In Figure 13, we manually tune the x- and y-axes of four singular vector relationship plots, which exhibit clear “EigenSpokes” patterns [43]. The spokes, or the straight lines that are aligned with the axes, represent the existence of groups of tightly connected nodes, and, in this case, accounts that often retweet or are being retweeted by other accounts. To further explore these suspicious groups of users (marked in red ellipses), we investigate their detailed screen names and their behaviors in Twitter. We find there are accounts that post tremendous amounts of advertising tweets such as “bmstores” (B&M online store), “@ProtecDirect” (UK supplier of personal protective equipment), “@CartridgeSave” (printer supplies) and so forth. On the other hand, there are accounts which mainly retweet those ads such as “@POY_UK” (product of the year) and “@harrisonsdirect” (product direct delivery). This finding explains why there are accounts with frequent retweet behaviors: Online sales are always trying to promote their products through either their official accounts (e.g., “@bmstores”) or proxies (e.g., “@POY_UK”). Similarly, we can run Perseus-Hub to detect bots in Twitter that spread rumors or fake news by evaluating the singular vector plots.

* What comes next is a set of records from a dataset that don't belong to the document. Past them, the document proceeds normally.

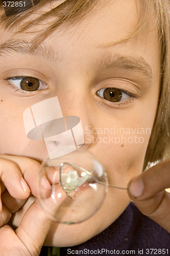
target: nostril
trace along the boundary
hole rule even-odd
[[[59,145],[60,144],[60,142],[59,142],[59,141],[55,141],[54,142],[56,145]]]

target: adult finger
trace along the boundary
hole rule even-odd
[[[128,193],[139,210],[170,232],[170,160],[132,179]]]

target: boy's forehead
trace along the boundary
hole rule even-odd
[[[63,0],[57,1],[57,6],[58,5],[59,3],[61,3],[65,1]],[[16,34],[15,33],[19,31],[23,24],[31,24],[33,20],[36,18],[38,19],[42,13],[45,14],[47,11],[54,8],[54,6],[52,5],[51,1],[50,1],[47,6],[48,8],[47,10],[44,9],[45,7],[46,8],[46,5],[45,5],[44,7],[41,7],[39,10],[36,10],[35,13],[33,12],[30,15],[26,15],[26,18],[22,19],[21,22],[20,23],[19,21],[18,24],[12,27],[11,29],[8,30],[7,33],[9,32],[10,38],[11,37],[20,38],[26,35],[28,38],[31,39],[38,34],[41,33],[43,30],[45,31],[48,27],[50,27],[55,20],[57,20],[57,17],[56,18],[56,16],[52,15],[51,17],[48,17],[47,19],[45,19],[45,15],[39,23],[35,25],[35,23],[34,23],[34,25],[29,26],[26,31],[23,31],[22,33],[16,33]],[[65,23],[64,23],[56,29],[55,32],[56,31],[59,31],[62,30],[64,27],[70,28],[70,30],[74,29],[77,30],[79,27],[79,29],[80,28],[80,33],[88,27],[89,30],[91,29],[93,30],[93,33],[94,32],[94,33],[95,32],[101,31],[104,28],[106,30],[106,40],[108,39],[112,40],[112,31],[108,30],[110,30],[109,27],[112,26],[112,35],[114,35],[114,39],[116,34],[118,39],[119,39],[122,36],[128,34],[132,29],[132,27],[136,25],[138,18],[137,8],[137,3],[135,0],[131,0],[128,2],[125,0],[119,1],[104,0],[102,2],[98,2],[97,4],[88,13],[87,12],[87,14],[84,17],[79,18],[77,20],[76,17],[74,23],[72,23],[71,19]],[[11,16],[11,18],[13,19],[13,17]],[[81,27],[82,27],[82,31]],[[66,31],[66,33],[67,32],[68,30]],[[98,38],[96,39],[98,40]],[[100,40],[100,38],[99,39]]]
[[[38,46],[34,52],[31,52],[31,54],[45,57],[50,60],[55,61],[58,59],[59,51],[61,53],[62,48],[63,51],[65,51],[65,48],[69,47],[71,44],[76,45],[76,50],[78,54],[79,51],[81,56],[84,47],[90,48],[92,45],[96,51],[100,49],[103,50],[109,48],[106,47],[105,44],[126,37],[137,22],[138,7],[136,1],[119,0],[107,1],[105,2],[105,5],[103,4],[104,2],[102,5],[98,4],[88,16],[79,20],[77,24],[67,24],[60,26],[51,35],[48,36],[41,45]],[[0,39],[0,42],[2,41],[0,55],[7,53],[30,54],[32,40],[36,35],[38,35],[38,30],[41,31],[43,29],[44,26],[44,24],[36,25],[22,33],[14,33],[11,30],[6,31],[4,36],[2,37]],[[142,35],[142,37],[143,37]],[[136,42],[137,45],[137,41]],[[129,44],[128,41],[125,42],[124,45],[128,45]],[[126,52],[126,47],[124,49]],[[108,56],[108,59],[109,54]],[[117,58],[117,56],[118,55],[116,56],[116,59],[118,58]],[[100,58],[101,59],[102,57]],[[144,69],[145,71],[147,71],[147,69],[150,70],[147,68],[147,65],[143,65],[143,59],[140,62],[136,60],[137,59],[136,61],[132,59],[131,58],[132,61],[129,63],[133,62],[134,67],[135,65],[137,67],[138,62],[141,63],[141,67],[145,66]],[[113,62],[113,60],[111,62]],[[122,59],[117,63],[121,63],[122,66],[125,62],[125,59],[124,60]],[[149,73],[152,73],[151,72]]]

In a nutshell, we illustrate that Perseus-Hub provides analysts a way to distinguish normal users from bots or spam accounts, which further demonstrates the usage of Perseus-Hub in the domain of social networks.

6. Conclusions

In this paper, we introduce Perseus-Hub, an efficient large-scale graph mining tool with interactive visualization to support preliminary analysis of graph data. Perseus-Hub adopts a two-level summarization scheme that visualizes both aggregate and node-specific patterns. Our system also enables collective analysis of data from multiple users, as well as machine-driven, ensemble, multi-view outlier detection analysis that guides the data exploration process to anomalous patterns. We believe that Perseus-Hub provides a new way to analyze large, complex graphs that could be beneficial to users across various domains.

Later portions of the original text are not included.